Just catching up on the blog after a week away, and I’ve been reading the Manzi v. Milloy debate with interest. As a journalist who relies on such experts to translate the science, I don’t find their arguments mutually exclusive. One can reasonably argue that there is a scientific consensus on the theory of CO2’s role in global warming and say that there is no scientific consensus on how man is impacting climate today.

So, while conservatives should concede that CO2 has a role in climate, they can still vociferously argue the science of whether this is a problem as they rightly campaign against global warming-related legislation.

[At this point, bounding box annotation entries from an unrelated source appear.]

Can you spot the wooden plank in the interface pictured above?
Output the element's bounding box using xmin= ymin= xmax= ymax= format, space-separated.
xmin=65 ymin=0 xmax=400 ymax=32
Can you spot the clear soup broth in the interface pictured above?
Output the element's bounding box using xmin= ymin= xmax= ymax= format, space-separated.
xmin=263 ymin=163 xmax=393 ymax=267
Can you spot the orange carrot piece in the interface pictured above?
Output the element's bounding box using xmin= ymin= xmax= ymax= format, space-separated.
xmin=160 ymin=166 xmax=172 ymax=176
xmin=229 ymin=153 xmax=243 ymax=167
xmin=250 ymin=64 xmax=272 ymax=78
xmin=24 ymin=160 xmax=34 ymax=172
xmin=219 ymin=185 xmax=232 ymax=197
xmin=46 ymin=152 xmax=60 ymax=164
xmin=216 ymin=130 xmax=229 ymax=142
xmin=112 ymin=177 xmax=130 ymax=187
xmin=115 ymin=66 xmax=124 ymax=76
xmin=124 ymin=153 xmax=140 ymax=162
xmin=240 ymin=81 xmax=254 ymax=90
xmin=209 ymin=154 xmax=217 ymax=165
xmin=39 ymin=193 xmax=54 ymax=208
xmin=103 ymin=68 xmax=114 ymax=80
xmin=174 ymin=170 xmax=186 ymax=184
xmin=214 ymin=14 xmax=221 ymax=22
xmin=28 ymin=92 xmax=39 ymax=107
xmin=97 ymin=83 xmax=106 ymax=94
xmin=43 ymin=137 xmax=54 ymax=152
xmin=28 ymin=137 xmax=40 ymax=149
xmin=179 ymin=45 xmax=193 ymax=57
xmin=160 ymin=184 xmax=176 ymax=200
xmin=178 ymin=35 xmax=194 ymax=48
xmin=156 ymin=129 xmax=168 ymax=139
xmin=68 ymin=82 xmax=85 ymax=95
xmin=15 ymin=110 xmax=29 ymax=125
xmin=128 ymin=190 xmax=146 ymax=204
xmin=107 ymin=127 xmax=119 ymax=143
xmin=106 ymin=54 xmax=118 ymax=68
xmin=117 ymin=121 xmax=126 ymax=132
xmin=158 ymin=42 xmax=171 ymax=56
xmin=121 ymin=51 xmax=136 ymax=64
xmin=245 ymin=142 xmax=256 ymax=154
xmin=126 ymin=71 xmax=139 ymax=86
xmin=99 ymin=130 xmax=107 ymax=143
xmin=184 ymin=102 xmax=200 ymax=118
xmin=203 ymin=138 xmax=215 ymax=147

No less an authority than MIT’s Richard Lindzen, the Milton Friedman of atmospheric science, makes this point in the following excerpt from his pointedly titled “There Is No ‘Consensus’ on Global Warming” in the Wall Street Journal one year ago – an article I still find to be the most comprehensive, layman-accessible article written on GW science:

There has been no question whatsoever that carbon dioxide is an infrared absorber (i.e., a greenhouse gas — albeit a minor one), and its increase should theoretically contribute to warming. Indeed, if all else were kept equal, the increase in carbon dioxide should have led to somewhat more warming than has been observed, assuming that the small observed increase was in fact due to increasing carbon dioxide rather than a natural fluctuation in the climate system. Although no cause for alarm rests on this issue, there has been an intense effort to claim that the theoretically expected contribution from additional carbon dioxide has actually been detected.

Given that we do not understand the natural internal variability of climate change, this task is currently impossible. . . . The question of human attribution largely cannot be resolved.